I never got any further than writing about Karter meeting the others, but I did have an idea that Karter would be sent to collect the soul of a girl who was being attacked, but then he would break the rules and take the attacker's soul, instead. Somehow this was going to mess with the balance of the world, and he would have to hide the girl or help disguise her. Like I said, I never figured out the lore behind this idea.


I still think this idea is interesting, and I might try to do something with it someday. Maybe just a novella or something short. For now, here's a bit of a scene between Karter and Benjamin Cook.

 

“Don’t people wonder about what you’re wearing?” I asked. I felt fine, my black clothing made me look like a robber, maybe, but at least I didn’t look like a pirate.

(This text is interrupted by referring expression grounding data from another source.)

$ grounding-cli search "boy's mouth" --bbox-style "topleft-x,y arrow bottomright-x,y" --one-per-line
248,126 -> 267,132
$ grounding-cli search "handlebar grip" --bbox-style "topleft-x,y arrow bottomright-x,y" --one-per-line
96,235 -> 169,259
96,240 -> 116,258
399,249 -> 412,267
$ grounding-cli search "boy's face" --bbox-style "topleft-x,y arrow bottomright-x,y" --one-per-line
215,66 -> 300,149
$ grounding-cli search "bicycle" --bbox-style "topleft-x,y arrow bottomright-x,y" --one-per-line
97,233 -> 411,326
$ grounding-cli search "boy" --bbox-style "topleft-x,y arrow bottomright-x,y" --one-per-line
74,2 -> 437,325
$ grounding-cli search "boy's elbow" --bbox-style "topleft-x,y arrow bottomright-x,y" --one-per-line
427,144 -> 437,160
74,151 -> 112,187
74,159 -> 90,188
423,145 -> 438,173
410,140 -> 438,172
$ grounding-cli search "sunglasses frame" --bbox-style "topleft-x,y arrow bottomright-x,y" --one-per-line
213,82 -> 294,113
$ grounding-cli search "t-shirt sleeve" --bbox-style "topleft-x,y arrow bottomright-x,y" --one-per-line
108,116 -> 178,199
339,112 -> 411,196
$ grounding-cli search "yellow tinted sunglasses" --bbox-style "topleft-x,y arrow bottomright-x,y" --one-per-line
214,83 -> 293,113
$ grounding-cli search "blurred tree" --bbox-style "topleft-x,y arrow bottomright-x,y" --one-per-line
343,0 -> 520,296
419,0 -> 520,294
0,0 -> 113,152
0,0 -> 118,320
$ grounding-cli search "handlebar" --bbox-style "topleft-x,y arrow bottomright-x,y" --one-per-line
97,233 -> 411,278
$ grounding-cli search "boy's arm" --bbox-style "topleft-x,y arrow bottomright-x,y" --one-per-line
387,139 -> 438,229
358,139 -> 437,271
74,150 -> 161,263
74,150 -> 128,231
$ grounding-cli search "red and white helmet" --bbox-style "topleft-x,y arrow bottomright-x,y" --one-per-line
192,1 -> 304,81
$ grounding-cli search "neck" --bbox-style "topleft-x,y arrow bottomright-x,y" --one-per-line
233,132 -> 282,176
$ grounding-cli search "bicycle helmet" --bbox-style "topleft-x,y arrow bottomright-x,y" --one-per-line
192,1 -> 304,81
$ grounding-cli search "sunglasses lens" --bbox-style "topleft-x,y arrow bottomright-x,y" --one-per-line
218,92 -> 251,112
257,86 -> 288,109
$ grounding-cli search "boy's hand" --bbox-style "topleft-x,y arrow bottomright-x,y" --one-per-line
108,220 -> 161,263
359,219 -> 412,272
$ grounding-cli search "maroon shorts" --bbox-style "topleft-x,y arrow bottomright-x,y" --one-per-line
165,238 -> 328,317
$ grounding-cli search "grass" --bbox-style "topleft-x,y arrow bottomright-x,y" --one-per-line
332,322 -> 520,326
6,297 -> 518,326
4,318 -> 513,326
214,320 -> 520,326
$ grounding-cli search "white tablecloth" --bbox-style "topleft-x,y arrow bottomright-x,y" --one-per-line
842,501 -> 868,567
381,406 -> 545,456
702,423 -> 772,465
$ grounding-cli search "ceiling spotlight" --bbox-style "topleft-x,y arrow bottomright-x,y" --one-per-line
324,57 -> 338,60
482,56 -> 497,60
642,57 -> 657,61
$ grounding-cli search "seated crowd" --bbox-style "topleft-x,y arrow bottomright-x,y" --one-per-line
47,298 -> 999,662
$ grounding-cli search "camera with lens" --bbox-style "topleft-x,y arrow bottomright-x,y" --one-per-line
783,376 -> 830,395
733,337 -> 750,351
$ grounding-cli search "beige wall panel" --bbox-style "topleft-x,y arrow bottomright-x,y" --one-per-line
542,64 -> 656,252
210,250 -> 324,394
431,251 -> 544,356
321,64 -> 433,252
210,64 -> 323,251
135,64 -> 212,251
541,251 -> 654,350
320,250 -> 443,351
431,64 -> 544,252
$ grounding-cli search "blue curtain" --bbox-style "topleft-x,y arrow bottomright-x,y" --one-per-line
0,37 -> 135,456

Cooke grinned at me and carelessly swung his sword at his side. “Nope. Can’t see me, can they? People’ll see you for awhile, since you’re recent, but after awhile you’ll just fade.”


“Fade?”


“Yeah, go all see-through and stuff. That time’s great for scarin’ people. Or gettin’ revenge on those who put you in your current predicament.”


“Like Death?”


“No, not like Death. Can’t take on Death. Like the one who ran you through with his knife.”


“Didn’t really run me through. More like poked me in a vital area.”


“Yeah, well, that’s what you get with wimpy blades like that. You get poked. The Prince and me, we got run-through.”


“Sounds absolutely delightful.”


“Wasn’t all bad, mate. The initial jab hurt, to be sure, but then I was just bleedin’ on the deck’n starin’ up at the sky’n thinkin’ “Almost had you, you good for nothing piece of…”


He kept talking, but I missed what he said. A young woman had just walked through him, and it startled me. Cooke, on the other hand, didn’t seem to care. I tuned back into his speech in time to hear:


“And then everythin’ went black’n then came back all fuzzy, and I realized I was bein’ tossed into the ocean. Don’t know how long I floated ‘round, but Death showed up in a little sailin’ ship’n dragged me up into the boat. Told me his bit, I fit the criteria’n whatnot. Dropped me off on the mainland, where I was met by a very gracious’n kind Prince.”


“I hope you don’t mean… oh.” I stopped because I had noticed the cause of Cooke’s praise. Alex was striding toward us down the sidewalk. He did look quite impressive, with his chain mail and crown, if not very out of place.


“You two claimed yet?” Alex asked.


“Aye, Sir,” Cooke replied, with his usual sarcastic respect.


“Good. The girls were looking for you two. Have you seen Barclay?”


“No, Sir. I’d check ‘round the hospital, Sir.”


Alex nodded and walked off. I could never tell if he missed Cooke’s sarcasm, or if he chose to ignore it.


Cooke smiled at me. “Well, mate, we’ve got our orders. Find the lovely ladies and see what they want.”